Si formava una montagnola conica con al centro un camino di sfogo ed altri cunicoli di sfogo laterali per regolare il tiraggio dell’aria formata da legna sistemata con la massima cura (occorrevano due giorni di lavoro). La base era di 2 metri di raggio e l’altezza di 2 metri e mezzo.
Il tutto veniva ricoperto con uno strato di foglie secche e successivamente con del terriccio con lo scopo di isolare la legna dall’aria.
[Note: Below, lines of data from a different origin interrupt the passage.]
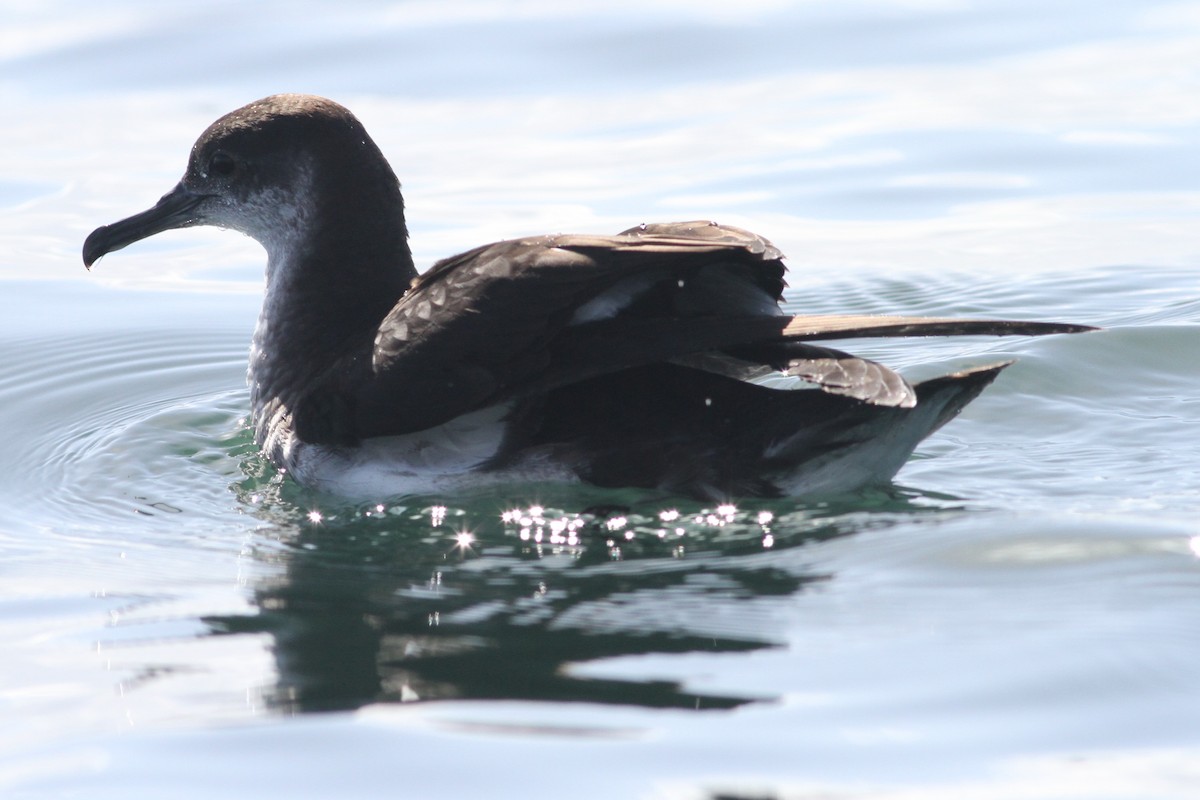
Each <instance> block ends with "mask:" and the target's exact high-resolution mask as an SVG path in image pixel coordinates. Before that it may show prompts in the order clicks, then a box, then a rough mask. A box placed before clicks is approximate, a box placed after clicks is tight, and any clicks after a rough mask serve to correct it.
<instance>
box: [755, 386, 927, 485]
mask: <svg viewBox="0 0 1200 800" xmlns="http://www.w3.org/2000/svg"><path fill="white" fill-rule="evenodd" d="M946 401H947V398H944V397H935V398H930V401H929V402H922V403H919V404H917V405H916V407H914V408H912V409H911V410H908V411H907V413H906V414H905V415H904V416H902V417H899V419H896V420H894V421H893V423H892V425H889V426H887V427H886V428H881V429H877V431H876V432H875V435H871V437H869V438H868V439H866V440H865V441H862V443H859V444H854V445H847V446H844V447H838V449H836V450H834V451H832V452H829V453H826V455H823V456H818V457H817V458H812V459H810V461H806V462H804V463H802V464H800V465H799V467H797V468H796V469H793V470H792V471H790V473H785V474H782V475H778V476H776V477H775V483H776V485H778V486H779V488H780V489H781V491H782V492H784V493H785V494H790V495H793V497H794V495H802V497H814V495H822V494H840V493H844V492H853V491H856V489H859V488H862V487H864V486H877V485H881V483H886V482H887V481H889V480H890V479H892V477H893V476H894V475H895V474H896V473H899V471H900V468H901V467H904V465H905V463H906V462H907V461H908V457H910V456H911V455H912V451H913V450H914V449H916V446H917V444H918V443H919V441H920V440H922V439H924V438H925V437H926V435H928V434H929V432H930V428H931V427H932V425H934V420H935V419H936V417H937V415H938V414H941V411H942V408H943V407H944V404H946ZM806 435H808V432H806V431H803V429H802V431H798V432H797V433H796V434H794V435H792V437H787V438H785V439H781V440H779V441H776V443H774V444H773V445H770V446H769V447H767V450H766V452H764V453H763V456H764V457H767V458H774V457H778V456H780V455H782V453H786V452H787V450H788V449H791V447H792V446H793V445H794V443H796V440H798V439H802V440H803V439H804V438H805V437H806ZM800 446H802V447H803V446H804V445H803V444H802V445H800Z"/></svg>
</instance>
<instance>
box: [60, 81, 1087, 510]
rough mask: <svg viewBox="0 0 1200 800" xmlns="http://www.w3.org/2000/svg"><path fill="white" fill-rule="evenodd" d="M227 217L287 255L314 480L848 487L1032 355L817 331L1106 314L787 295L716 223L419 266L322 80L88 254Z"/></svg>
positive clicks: (764, 265) (884, 469) (302, 475)
mask: <svg viewBox="0 0 1200 800" xmlns="http://www.w3.org/2000/svg"><path fill="white" fill-rule="evenodd" d="M202 224H210V225H220V227H223V228H233V229H235V230H240V231H242V233H245V234H247V235H248V236H251V237H253V239H256V240H257V241H258V242H259V243H262V245H263V247H264V248H265V249H266V255H268V260H266V293H265V297H264V302H263V309H262V313H260V315H259V319H258V326H257V329H256V331H254V337H253V345H252V348H251V355H250V372H248V380H250V386H251V397H252V405H253V423H254V428H256V437H257V441H258V443H259V445H260V446H262V449H263V451H264V453H265V455H266V457H268V458H270V461H271V462H274V463H275V464H276V465H277V467H278V468H280V469H282V470H286V471H287V473H288V474H290V475H292V476H293V477H294V479H295V480H296V481H299V482H300V483H302V485H305V486H308V487H313V488H317V489H323V491H329V492H334V493H337V494H341V495H346V497H350V498H358V499H382V498H386V497H395V495H400V494H406V493H412V492H428V491H438V489H444V488H451V487H455V486H461V485H467V483H475V482H481V481H486V480H497V479H502V480H572V481H587V482H590V483H594V485H600V486H607V487H618V486H629V487H648V488H658V489H665V491H667V492H672V493H678V494H685V495H692V497H698V498H704V499H726V498H732V497H746V495H780V494H792V495H816V494H827V493H839V492H848V491H853V489H857V488H860V487H864V486H868V485H872V483H882V482H887V481H888V480H889V479H890V477H892V476H893V475H895V473H896V471H898V470H899V469H900V467H901V465H902V464H904V462H905V461H906V459H907V458H908V456H910V455H911V453H912V451H913V449H914V447H916V446H917V444H918V443H919V441H920V440H922V439H924V438H925V437H926V435H929V434H930V433H931V432H934V431H936V429H937V428H938V427H941V426H942V425H944V423H946V422H947V421H949V420H950V419H953V417H954V416H955V415H956V414H958V413H959V411H960V410H961V409H962V407H964V405H966V404H967V403H968V402H970V401H972V399H973V398H974V397H976V396H977V395H979V392H980V391H982V390H983V389H984V387H985V386H986V385H988V384H990V383H991V381H992V380H994V379H995V378H996V375H997V373H998V372H1000V371H1001V369H1003V368H1004V367H1006V366H1007V362H1006V363H994V365H989V366H984V367H978V368H973V369H966V371H962V372H955V373H953V374H947V375H943V377H940V378H935V379H932V380H926V381H924V383H919V384H916V385H912V384H910V383H908V381H907V380H905V379H904V378H902V377H901V375H900V374H898V373H895V372H893V371H892V369H889V368H888V367H886V366H883V365H880V363H876V362H874V361H869V360H866V359H860V357H857V356H853V355H850V354H848V353H842V351H840V350H834V349H832V348H828V347H824V345H823V344H814V342H818V341H824V339H835V338H847V337H856V338H857V337H875V336H930V335H1024V336H1034V335H1042V333H1070V332H1080V331H1085V330H1091V329H1088V327H1086V326H1081V325H1068V324H1058V323H1034V321H1012V320H978V319H948V318H925V317H875V315H804V314H800V315H787V314H785V313H784V312H782V311H781V308H780V305H779V303H780V299H781V296H782V293H784V288H785V282H784V271H785V267H784V263H782V255H781V254H780V252H779V251H778V249H776V248H775V247H774V246H773V245H772V243H770V242H769V241H767V240H766V239H763V237H762V236H758V235H756V234H752V233H749V231H746V230H742V229H738V228H733V227H730V225H721V224H715V223H712V222H672V223H662V224H642V225H638V227H636V228H631V229H629V230H625V231H623V233H620V234H617V235H616V236H594V235H569V234H563V235H547V236H536V237H527V239H514V240H509V241H502V242H496V243H492V245H486V246H484V247H478V248H475V249H472V251H468V252H466V253H462V254H460V255H454V257H451V258H448V259H444V260H442V261H438V263H437V264H434V265H433V266H432V267H431V269H428V270H427V271H426V272H424V273H418V271H416V269H415V266H414V265H413V257H412V252H410V251H409V247H408V231H407V228H406V223H404V201H403V198H402V197H401V192H400V182H398V181H397V179H396V175H395V173H394V172H392V170H391V168H390V167H389V164H388V162H386V160H385V158H384V156H383V154H382V152H380V151H379V149H378V148H377V146H376V144H374V142H372V139H371V137H370V136H367V132H366V130H365V128H364V127H362V125H361V122H359V120H358V119H356V118H355V116H354V115H353V114H350V112H349V110H347V109H346V108H343V107H342V106H340V104H337V103H335V102H332V101H329V100H325V98H322V97H313V96H308V95H275V96H271V97H266V98H264V100H259V101H256V102H253V103H250V104H248V106H245V107H242V108H239V109H238V110H235V112H232V113H229V114H227V115H224V116H222V118H221V119H218V120H217V121H216V122H214V124H212V125H211V126H209V128H208V130H206V131H204V133H203V134H200V138H199V139H198V140H197V142H196V144H194V146H193V148H192V151H191V157H190V160H188V163H187V170H186V173H185V174H184V178H182V180H180V181H179V184H178V185H176V186H175V187H174V188H173V190H170V191H169V192H168V193H167V194H166V196H163V197H162V199H161V200H158V203H157V204H156V205H155V206H154V207H151V209H149V210H146V211H143V212H142V213H138V215H134V216H132V217H128V218H126V219H122V221H120V222H115V223H113V224H110V225H103V227H101V228H97V229H96V230H95V231H92V234H91V235H90V236H88V240H86V241H85V242H84V246H83V260H84V264H85V265H86V266H89V267H90V266H91V265H92V264H94V263H95V261H96V259H98V258H100V257H101V255H103V254H106V253H110V252H113V251H115V249H120V248H122V247H125V246H127V245H130V243H132V242H136V241H138V240H140V239H144V237H146V236H150V235H154V234H156V233H160V231H163V230H167V229H170V228H187V227H191V225H202ZM772 377H775V378H779V377H786V378H790V379H792V383H793V384H802V385H803V387H776V386H775V385H767V384H769V383H772V380H769V379H770V378H772ZM774 383H776V384H778V383H779V381H778V380H775V381H774Z"/></svg>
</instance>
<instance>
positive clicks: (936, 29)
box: [0, 0, 1200, 800]
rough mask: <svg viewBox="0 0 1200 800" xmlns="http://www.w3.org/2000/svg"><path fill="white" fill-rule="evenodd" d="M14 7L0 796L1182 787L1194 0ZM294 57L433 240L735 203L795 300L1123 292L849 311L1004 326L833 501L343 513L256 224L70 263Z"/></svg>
mask: <svg viewBox="0 0 1200 800" xmlns="http://www.w3.org/2000/svg"><path fill="white" fill-rule="evenodd" d="M2 13H4V17H5V24H4V30H2V32H0V98H2V100H4V107H5V109H6V113H5V125H2V126H0V253H2V254H0V432H2V433H4V437H5V447H4V449H0V465H2V467H0V475H2V476H4V481H2V483H0V652H2V654H4V655H2V656H0V720H2V724H0V792H2V794H4V796H6V798H10V796H11V798H71V796H80V798H121V799H128V798H210V796H224V798H263V796H292V798H326V796H356V798H392V796H414V798H440V796H444V798H463V796H486V798H516V796H578V798H654V799H662V798H670V799H677V798H678V799H692V798H696V799H700V798H718V796H730V798H779V799H784V798H811V796H822V798H851V796H853V798H860V796H870V798H883V799H896V800H898V799H901V798H904V799H907V798H922V799H930V798H932V799H935V800H937V799H941V798H946V799H959V798H1004V799H1009V798H1021V799H1026V798H1028V799H1034V798H1037V799H1042V798H1073V799H1074V798H1088V799H1092V798H1103V799H1112V798H1121V799H1126V798H1139V799H1141V798H1192V796H1195V787H1196V786H1200V724H1198V722H1196V721H1198V718H1200V684H1198V680H1196V675H1198V672H1196V663H1198V657H1200V622H1198V618H1196V613H1195V609H1196V604H1198V602H1200V522H1198V512H1200V465H1198V462H1200V458H1198V456H1200V355H1198V354H1200V188H1198V186H1200V166H1198V164H1200V161H1198V160H1196V157H1195V154H1196V152H1198V151H1200V104H1198V103H1196V97H1198V95H1200V4H1194V2H1192V4H1180V2H1174V4H1166V2H1163V4H1159V2H1144V1H1142V2H1134V1H1132V0H1130V1H1128V2H1100V4H1096V2H1090V4H1082V2H1079V4H1076V2H1052V4H1045V2H1039V4H1033V2H998V1H997V2H940V1H936V0H930V1H912V0H910V1H899V0H898V1H895V2H887V1H882V0H881V1H877V2H822V1H811V2H798V4H786V2H769V1H761V2H755V1H751V2H742V4H736V5H731V4H715V2H689V4H682V2H678V4H677V2H667V4H656V5H652V4H626V2H604V4H558V2H554V4H550V2H546V4H541V2H514V4H499V2H475V4H433V2H415V1H410V2H396V4H383V2H371V4H360V5H349V6H348V5H344V4H338V5H328V6H326V5H320V4H308V5H300V6H298V5H295V4H256V5H251V4H232V2H199V4H188V5H187V6H179V7H178V8H176V7H167V8H160V7H156V6H150V5H145V4H137V2H128V1H126V2H110V4H103V5H96V4H82V2H77V1H71V2H46V4H38V5H36V6H13V7H10V8H6V10H4V12H2ZM275 91H310V92H317V94H324V95H328V96H331V97H334V98H336V100H338V101H341V102H343V103H346V104H348V106H349V107H350V108H352V109H354V110H355V112H356V113H358V114H359V115H360V118H361V119H362V120H364V121H365V122H366V125H367V126H368V128H370V130H371V131H372V134H373V136H374V138H376V139H377V142H378V143H379V144H380V146H382V148H383V150H384V151H385V152H386V154H388V155H389V157H390V158H391V161H392V164H394V166H395V168H396V169H397V172H398V174H400V175H401V179H402V180H403V181H404V188H406V194H407V198H408V205H409V213H410V217H409V224H410V230H412V234H413V245H414V249H415V251H416V253H418V258H419V259H420V261H421V263H422V264H430V263H432V261H433V260H434V259H437V258H440V257H443V255H448V254H450V253H452V252H456V251H458V249H463V248H466V247H468V246H473V245H476V243H481V242H484V241H488V240H493V239H499V237H505V236H515V235H523V234H533V233H542V231H550V230H577V231H614V230H619V229H623V228H625V227H629V225H630V224H634V223H637V222H641V221H647V219H671V218H694V217H715V218H718V219H720V221H722V222H730V223H734V224H740V225H744V227H749V228H752V229H755V230H761V231H762V233H764V234H766V235H768V236H770V237H772V239H773V240H775V242H776V243H778V245H780V247H781V248H782V249H784V251H785V252H786V253H788V255H790V257H791V258H790V264H791V265H792V270H793V272H792V276H791V289H790V294H788V301H790V303H791V305H792V306H793V307H794V308H797V309H805V311H814V312H826V313H835V312H842V311H853V312H880V313H932V314H979V315H996V317H1027V318H1038V319H1058V320H1069V321H1081V323H1090V324H1096V325H1103V326H1104V327H1105V330H1104V331H1103V332H1099V333H1092V335H1087V336H1074V337H1056V338H1044V339H983V338H972V339H959V341H953V342H950V341H944V342H943V341H906V342H877V341H875V342H856V343H847V345H846V347H847V348H848V349H852V350H854V351H856V353H862V354H865V355H871V356H874V357H878V359H882V360H884V361H887V362H888V363H890V365H893V366H898V367H902V368H905V369H906V371H907V372H910V374H914V375H918V377H920V375H928V374H934V373H936V372H940V371H944V369H948V368H950V367H954V366H962V365H971V363H982V362H984V361H990V360H1000V359H1007V357H1018V359H1019V362H1018V363H1016V366H1014V367H1012V368H1010V369H1009V371H1008V372H1006V373H1004V375H1003V377H1002V378H1001V379H1000V380H998V381H997V383H996V384H995V385H994V386H992V387H991V389H989V391H988V392H985V393H984V396H982V397H980V398H979V399H978V401H977V402H976V403H973V404H972V405H971V407H970V408H968V409H967V411H966V413H965V414H964V415H962V416H961V417H960V419H959V420H956V421H955V422H953V423H952V425H950V426H948V427H947V428H944V429H943V431H942V432H940V433H938V434H937V435H935V437H934V438H931V439H930V440H929V441H928V443H925V444H924V445H923V446H922V447H920V450H919V451H918V453H917V456H916V457H914V458H913V461H912V462H911V463H910V464H908V465H907V467H906V468H905V469H904V470H902V471H901V473H900V475H899V477H898V480H896V485H895V486H894V487H890V488H888V489H883V491H878V492H871V493H865V494H863V495H859V497H853V498H846V499H845V500H842V501H839V503H835V504H829V503H823V504H804V503H797V501H772V503H755V504H742V505H739V506H737V507H730V509H713V507H707V509H706V507H701V506H697V505H694V504H688V503H679V501H678V500H676V499H671V498H661V497H653V495H646V494H640V493H623V492H617V493H612V492H608V493H606V492H599V491H583V489H577V488H576V489H566V488H562V487H548V486H518V487H505V488H503V489H490V491H487V492H482V491H481V492H474V493H464V494H461V495H455V497H425V498H407V499H403V500H398V501H396V503H392V504H390V505H386V506H384V507H382V509H376V507H353V506H347V505H344V504H340V503H337V501H336V500H334V499H331V498H326V497H317V495H313V494H308V493H305V492H302V491H300V489H298V488H296V487H294V486H292V485H289V483H287V482H284V481H281V480H280V479H278V476H276V475H275V474H274V473H272V470H270V469H269V468H268V467H266V465H265V464H264V463H263V462H262V461H260V459H259V458H258V456H257V455H256V451H254V449H253V446H252V444H251V435H250V432H248V429H247V428H246V423H245V420H244V416H245V414H246V411H247V393H246V389H245V385H244V375H245V357H246V349H247V345H248V337H250V332H251V330H252V327H253V321H254V318H256V314H257V307H258V294H257V293H258V291H259V288H260V287H259V282H260V275H262V263H263V257H262V252H260V251H259V249H258V247H257V246H256V245H253V242H250V241H248V240H245V239H242V237H240V236H238V235H235V234H229V233H222V231H212V230H193V231H179V233H173V234H167V235H162V236H158V237H155V239H154V240H150V241H146V242H143V243H139V245H137V246H134V247H131V248H128V249H126V251H122V252H120V253H116V254H114V255H110V257H108V258H106V259H104V260H103V261H102V263H100V264H98V265H97V267H96V269H95V270H94V271H92V272H91V273H88V272H85V271H84V270H83V267H82V265H80V263H79V247H80V245H82V241H83V237H84V236H85V235H86V234H88V231H90V230H91V229H92V228H94V227H96V225H98V224H102V223H107V222H112V221H114V219H116V218H119V217H124V216H126V215H128V213H131V212H133V211H138V210H140V209H143V207H145V206H148V205H149V204H150V203H152V201H154V200H155V199H156V198H157V197H158V196H160V194H162V193H163V192H164V191H167V190H168V188H169V187H170V186H172V185H173V182H174V181H175V180H176V179H178V176H179V174H180V173H181V172H182V168H184V163H185V158H186V154H187V149H188V148H190V146H191V143H192V140H193V139H194V137H196V136H197V134H198V133H199V132H200V131H202V130H203V128H204V126H206V125H208V124H209V122H210V121H211V120H212V119H215V118H216V116H217V115H220V114H221V113H224V112H227V110H230V109H233V108H235V107H238V106H240V104H242V103H245V102H247V101H250V100H253V98H256V97H258V96H262V95H266V94H270V92H275ZM464 533H466V534H469V536H470V539H469V541H468V540H466V539H463V537H462V534H464Z"/></svg>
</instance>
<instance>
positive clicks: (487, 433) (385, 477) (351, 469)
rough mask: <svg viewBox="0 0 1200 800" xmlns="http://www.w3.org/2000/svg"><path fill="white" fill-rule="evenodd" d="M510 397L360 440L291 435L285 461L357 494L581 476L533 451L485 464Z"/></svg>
mask: <svg viewBox="0 0 1200 800" xmlns="http://www.w3.org/2000/svg"><path fill="white" fill-rule="evenodd" d="M509 410H510V409H509V407H508V405H506V404H499V405H492V407H490V408H485V409H480V410H478V411H472V413H470V414H464V415H462V416H460V417H456V419H454V420H450V421H449V422H445V423H443V425H439V426H437V427H433V428H428V429H427V431H420V432H418V433H409V434H403V435H396V437H377V438H373V439H366V440H365V441H362V443H361V444H360V445H358V446H356V447H325V446H319V445H310V444H304V443H289V446H288V447H287V453H286V462H287V463H290V469H292V475H293V477H295V480H296V481H299V482H300V483H302V485H304V486H307V487H310V488H313V489H318V491H320V492H329V493H331V494H337V495H340V497H343V498H348V499H352V500H376V499H385V498H390V497H397V495H401V494H420V493H431V492H442V491H448V489H456V488H461V487H466V486H480V485H481V483H485V482H502V481H514V480H522V481H528V480H546V481H577V480H578V479H577V477H575V475H574V474H572V473H569V471H568V470H566V469H565V468H563V467H556V465H553V464H551V463H550V462H548V461H542V459H540V458H538V457H536V456H530V457H528V458H526V459H523V462H522V463H521V464H518V465H515V467H514V468H512V469H509V470H496V471H493V470H488V471H484V473H481V471H478V468H479V465H480V464H481V463H484V462H486V461H487V459H488V458H491V457H493V456H494V455H496V453H497V451H498V450H499V447H500V444H502V443H503V439H504V420H505V417H506V416H508V413H509Z"/></svg>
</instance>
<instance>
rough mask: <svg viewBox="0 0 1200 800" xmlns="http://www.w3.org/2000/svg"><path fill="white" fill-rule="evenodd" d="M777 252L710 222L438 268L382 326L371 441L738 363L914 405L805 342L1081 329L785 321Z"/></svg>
mask: <svg viewBox="0 0 1200 800" xmlns="http://www.w3.org/2000/svg"><path fill="white" fill-rule="evenodd" d="M780 259H781V255H780V253H779V251H778V249H775V247H774V246H772V245H770V242H768V241H766V240H763V239H762V237H760V236H756V235H754V234H750V233H748V231H743V230H739V229H737V228H730V227H725V225H715V224H712V223H671V224H664V225H646V227H640V228H635V229H631V230H629V231H625V233H623V234H619V235H617V236H583V235H562V236H545V237H538V239H527V240H512V241H506V242H498V243H496V245H490V246H487V247H481V248H478V249H474V251H470V252H467V253H463V254H461V255H456V257H454V258H450V259H446V260H444V261H439V263H438V264H436V265H434V266H433V267H432V269H431V270H430V271H427V272H426V273H424V275H422V276H421V277H419V278H418V279H416V281H414V283H413V287H412V289H410V290H409V293H408V294H406V296H404V297H403V299H402V300H401V302H400V303H397V305H396V307H395V308H394V309H392V312H391V313H390V314H389V315H388V317H386V319H385V320H384V321H383V324H382V325H380V326H379V331H378V335H377V337H376V347H374V353H373V359H372V369H373V380H371V381H368V383H367V384H366V385H365V386H364V387H362V389H360V390H359V391H358V393H356V396H355V397H354V399H353V403H354V407H355V431H356V434H358V435H359V437H373V435H386V434H395V433H408V432H413V431H420V429H425V428H428V427H432V426H436V425H439V423H442V422H445V421H448V420H450V419H454V417H455V416H458V415H461V414H463V413H467V411H470V410H473V409H476V408H480V407H482V405H486V404H491V403H496V402H502V401H504V399H508V398H512V397H520V396H523V395H529V393H535V392H542V391H547V390H551V389H556V387H559V386H565V385H568V384H571V383H575V381H580V380H586V379H588V378H594V377H596V375H602V374H610V373H613V372H617V371H620V369H625V368H629V367H635V366H641V365H648V363H658V362H666V361H678V360H683V359H686V357H689V356H695V355H697V354H712V353H722V354H733V355H734V356H736V357H738V359H745V360H748V361H749V362H750V363H757V365H770V366H772V367H774V368H776V369H781V371H784V372H786V373H788V374H792V375H796V377H799V378H803V379H805V380H809V381H811V383H814V384H816V385H817V386H820V387H821V389H823V390H824V391H827V392H830V393H836V395H844V396H848V397H854V398H857V399H860V401H864V402H868V403H872V404H878V405H898V407H907V405H911V404H912V403H913V402H914V395H913V392H912V387H911V386H908V384H907V383H906V381H905V380H904V379H902V378H900V375H898V374H896V373H894V372H892V371H890V369H888V368H887V367H883V366H882V365H877V363H875V362H871V361H868V360H864V359H858V357H856V356H852V355H850V354H845V353H840V351H835V350H827V349H823V348H817V347H816V345H810V344H804V343H805V342H810V341H820V339H832V338H856V337H880V336H949V335H1031V336H1036V335H1042V333H1058V332H1079V331H1082V330H1091V329H1087V327H1085V326H1080V325H1062V324H1056V323H1027V321H1013V320H979V319H967V320H964V319H953V318H925V317H872V315H845V317H842V315H799V317H786V315H782V314H781V312H780V311H779V307H778V301H779V299H780V296H781V295H782V290H784V287H785V284H784V279H782V276H784V266H782V263H781V260H780Z"/></svg>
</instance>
Attraverso un foro veniva alimentata con braci ardenti (occorrevano 8 quintali di legna per una carbonaia di 100 quintali) e occorrono circa 10 giorni perchè il carbone sia pronto.
Con 40 quintali di legna si ricavano 8 quintali di carbone.
A Ghivizzano la “carbonaia” veniva fatta alla Funicolare in via delle Gattoline.
la carbonaia in funzione
Si ricorda che nella zona tra il torrente Segone e il Rio Secco nel 1916 fu aperta una miniera di lignite che fu sfruttata per una decina di anni.
La lignite è un carbone fossile solido di limitato pregio che a Ghivizzano chiamavano “Pilegno” parola che deriva da “pece e legno”(infatti è composto da questi due elementi) e veniva usato principalmente per alimentare la fornace dei mattoni che si trovava nella stessa zona della miniera.
Lignite estratta dalla miniera nella zona in via delle Molina
Nelle cucine di una volta per far da mangiare si usava, oltre al fuoco del camino, i fornelli alimentati a carbone.
Veniva messa nel fornello della brace dal fuoco per accendere il carbone e da una apertura sul davanti, con una ventola si sventolava per tenere ben acceso il carbone.
Carbone e carbonella per i fornelli
Vecchia cucina a carbone con il fuoco
Fornelli a carbone
particolare del fornello dove veniva messa la brace e il carbone.